AUSTIN -- It's been a debate marked by heated protests from both sides.
A bill passed by the 82nd Texas Legislature in 2011 bans organizations that provide abortions or are affiliated with providers of abortions from participating in and receiving funding through the state Women's Health Program (WHP).
The law was written specifically targeting Planned Parenthood, and late Tuesday a federal appeals court in New Orleans ruled the ban can remain in effect while both parties await a court hearing in October over a lawsuit filed by Planned Parenthood against the Texas Department of State Health Services (DSHS). Supporters of the bill praised the court's decision.
Their goal is to promote abortions, and so Texas is going to have no part of it, said Jonathan Saenz of the conservative Liberty Institute. We have a constitutional right to do that, and that's what the court said.
Saenz and others applaud the court for upholding the policy passed through the legislature by popularly-elected lawmakers, but those on the other side believe it's a loss for women's health.
We were disappointed by last night's court ruling, but we're here today. We're open, said Planned Parenthood of the Texas Capital Region interim CEO Sarah Wheat.
Wheat says clinics will continue to offer the same services, and due to heavy donations in the wake of a brief dust-up with Susan G. Komen for the Cure earlier this year, plans to expand breast cancer screenings to 40,000 additional women in Texas will move forward.
Along with providing contraceptive birth control and treatment for sexually-transmitted diseases, Wheat says services other than abortion make up the majority of Planned Parenthood's work.
These are basic health exams that keep women healthy, help them plan and space their families, be stronger, healthier moms, and they're not controversial, said Wheat. Yet the politicians in this state, those are exactly the services they've targeted and are potentially eliminating.
Wheat says although the ruling doesn't change Planned Parenthood's services in the short term, the suit's eventual outcome is something that is of significant concern. According to Planned Parenthood, none of the state money reimbursed to clinics is used for abortions, and clinics that offer abortion services are already not participating in the program.
Even if they're not using it to perform abortions, if they're using it to promote abortion, it's the same thing, Saenz argues.
Planned Parenthood clinics currently serve 40 percent of the roughly 130,000 low-income women statewide who receive services through the Women's Health Program, but supporters of the bill insist others could pick up the slack.

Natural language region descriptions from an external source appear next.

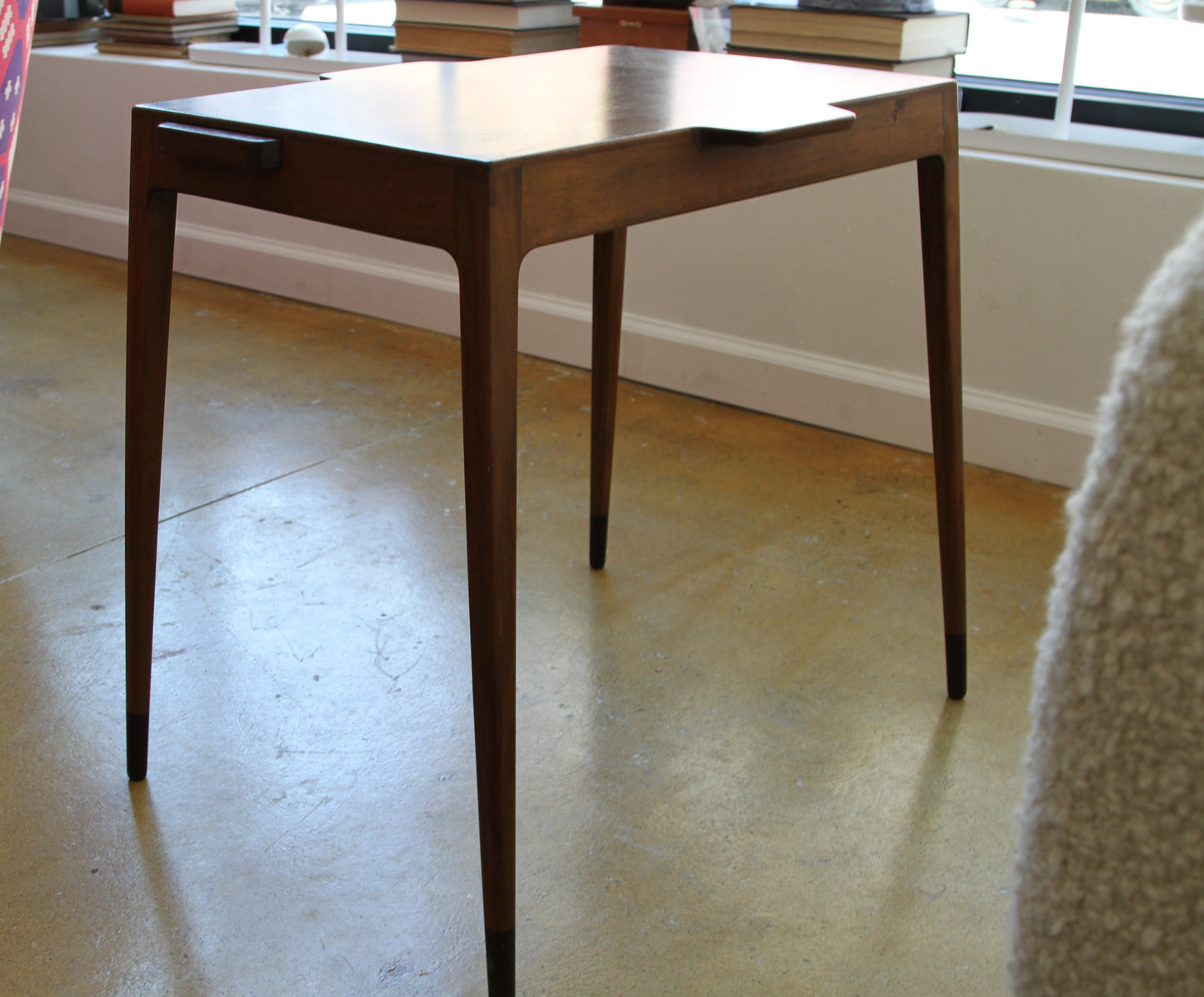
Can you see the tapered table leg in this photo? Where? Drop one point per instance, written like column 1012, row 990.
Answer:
column 609, row 255
column 152, row 238
column 489, row 260
column 942, row 293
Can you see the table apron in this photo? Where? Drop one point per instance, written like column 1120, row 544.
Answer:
column 608, row 189
column 372, row 189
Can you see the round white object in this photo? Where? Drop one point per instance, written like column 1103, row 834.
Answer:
column 305, row 40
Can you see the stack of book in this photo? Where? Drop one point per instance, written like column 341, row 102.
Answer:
column 897, row 41
column 165, row 28
column 482, row 29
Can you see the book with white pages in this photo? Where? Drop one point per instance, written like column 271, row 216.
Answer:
column 557, row 13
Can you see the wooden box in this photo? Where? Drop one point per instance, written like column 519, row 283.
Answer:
column 646, row 27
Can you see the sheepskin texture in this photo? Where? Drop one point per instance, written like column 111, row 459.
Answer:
column 1109, row 894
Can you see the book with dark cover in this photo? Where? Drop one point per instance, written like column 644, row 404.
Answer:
column 479, row 43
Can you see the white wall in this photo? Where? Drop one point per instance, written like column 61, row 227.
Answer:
column 804, row 303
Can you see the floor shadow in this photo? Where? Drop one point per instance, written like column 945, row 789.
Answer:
column 904, row 891
column 184, row 973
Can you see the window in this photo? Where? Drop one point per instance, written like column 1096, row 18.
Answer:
column 1139, row 62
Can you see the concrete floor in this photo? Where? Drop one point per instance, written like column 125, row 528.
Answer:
column 738, row 774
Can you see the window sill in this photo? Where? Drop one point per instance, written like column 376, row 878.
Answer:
column 1089, row 145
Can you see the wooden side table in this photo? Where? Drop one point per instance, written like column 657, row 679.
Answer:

We have more than 2,000 qualified providers other than Planned Parenthood who use our tax dollars very well to provide services to low-income women and their families without promoting abortion as a method of family planning, said Joe Pojman of Texas Alliance for Life.
Wheat argues that as a non-profit, Planned Parenthood is able to provide services at a scale that would be cost-prohibitive for smaller, individually-run offices that may qualify under WHP but do not deal primarily in women's health issues.
Pojman's view is that rather than referring women to outside specialists after screening, individual offices would be able provide screening and treatment for issues like cancer in the same location.
According to the Department of State Health Services, Planned Parenthood will continue receiving state funding for at least a few more days until DSHS can work out the administrative mechanics of dropping the provider from the Women's Health Program.
By banning Planned Parenthood, the state loses out on a 9-to-1 match in federal funding. Texas Governor Rick Perry has promised to find the $33 million to run the Women's Health Program in the state budget. In the meantime, the state has launched a new website with information on the state-run program.